Representatives of the two companies told TradeWinds the pool is ambitious for more expansion. Mitsubishi’s investment in Guardian was announced in May 2018.

Guardian is the former TBS Ocean Logistics, with headquarters in Scarsdale, New York. Chief executive Aadel Shaaban said that its pools have grown to about 25 bulkers — up about one-third from a year ago — with an ambition to reach 50 ships over the next 18 months.

Important catalyst

The decision by Mitsubishi and Lars T Ugland to invest in spring last year has been an important catalyst for the growth, he said.

“We were a debt-free company before — after the investment, we’re even better capitalised,” Shaaban said.

“In these tight market conditions, working capital requirements can be a hurdle for owners to consider pools. After the investment, not only can we offer working-capital flexibility, but also an owner's option to lock in rates via freight forward agreements.”

Mitsubishi’s Kazuhiro Kaneko, who has been working within Guardian as project manager, said pooling has given his company another important platform alongside its traditional activity in shipowning and trading.

“It’s a big new opportunity for Mitsubishi,” he said. “It has created good synergies among the pooling, shipowning and trading businesses. We can now offer more solutions and opportunities for owners.”

We have full expectations to double the size of the pool over the next 18 months and we’re progressing along that plan nicely

Aadel Shaaban

Premium profit

Kaneko also noted that Mitsubishi became a believer in Guardian’s pooling after contributing its own bulkers in 2015 and seeing distributions that outperformed the Baltic Supramax Index (BSI).
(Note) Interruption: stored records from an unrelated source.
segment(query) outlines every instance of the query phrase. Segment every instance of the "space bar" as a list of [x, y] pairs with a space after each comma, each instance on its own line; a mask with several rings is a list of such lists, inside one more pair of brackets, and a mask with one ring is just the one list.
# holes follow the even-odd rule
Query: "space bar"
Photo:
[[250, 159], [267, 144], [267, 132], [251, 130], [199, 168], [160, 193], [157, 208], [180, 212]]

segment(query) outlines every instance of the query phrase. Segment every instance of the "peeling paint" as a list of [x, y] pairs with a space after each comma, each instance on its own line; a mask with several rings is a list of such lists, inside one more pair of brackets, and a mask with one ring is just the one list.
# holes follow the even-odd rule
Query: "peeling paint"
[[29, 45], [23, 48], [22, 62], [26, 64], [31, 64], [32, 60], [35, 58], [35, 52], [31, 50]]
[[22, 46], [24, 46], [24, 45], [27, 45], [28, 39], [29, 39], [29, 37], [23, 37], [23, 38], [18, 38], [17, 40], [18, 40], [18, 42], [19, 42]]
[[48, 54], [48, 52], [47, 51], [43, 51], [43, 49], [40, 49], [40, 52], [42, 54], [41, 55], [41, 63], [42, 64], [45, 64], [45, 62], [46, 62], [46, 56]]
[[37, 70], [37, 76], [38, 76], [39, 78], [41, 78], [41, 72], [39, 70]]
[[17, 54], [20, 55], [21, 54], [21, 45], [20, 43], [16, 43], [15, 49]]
Shaaban said the pool has returned a premium over the BSI of about 5%, largely as a result of its global operating platform spanning eight offices and more than 500 cargo clients.

“We have full expectations to double the size of the pool over the next 18 months and we’re progressing along that plan nicely,” Shaaban said.

“We believe pools are traditionally compared with long-term time charters. Owners have traditionally preferred the period market. However, with IMO 2020 and the new lease-accounting regulations on the horizon, we see headwinds in the period market. A pool-offering is becoming more and more of a viable alternative, especially with an FFA lock.”

Tight-lipped

Guardian is relatively tight-lipped, declining to identify individual owners or vessels, but does acknowledge that Mitsubishi’s influence has helped it recruit ships, including owners from Greece, Japan, China and the US.

The pools also include six bulkers belonging to Guardian's shipowning affiliate company, Valhalla Shipping.

Certainly we had the perfect storm in the first quarter with Vale, Brexit and the trade tariffs fears

Aadel Shaaban

Shaaban declined to talk in detail about Valhalla, but said: “The pools now have four times as many third-party pool vessels as Valhalla, so the transition has really worked.”

He is encouraged by the resilience of the supramax market considering headwinds faced in the first half of the year, and is optimistic about prospects for improvement as the IMO 2020 sulphur deadline approaches.

“Certainly we had the perfect storm in the first quarter with Vale, Brexit and the trade tariffs fears,” he said.

“So, it’s actually quite remarkable that the supramax category has held up as well as it has with such capesize weakness. That suggests to us a minor-bulk utilisation that’s quite balanced. With a very positive fundamental outlook, we can certainly see strong rates ahead.”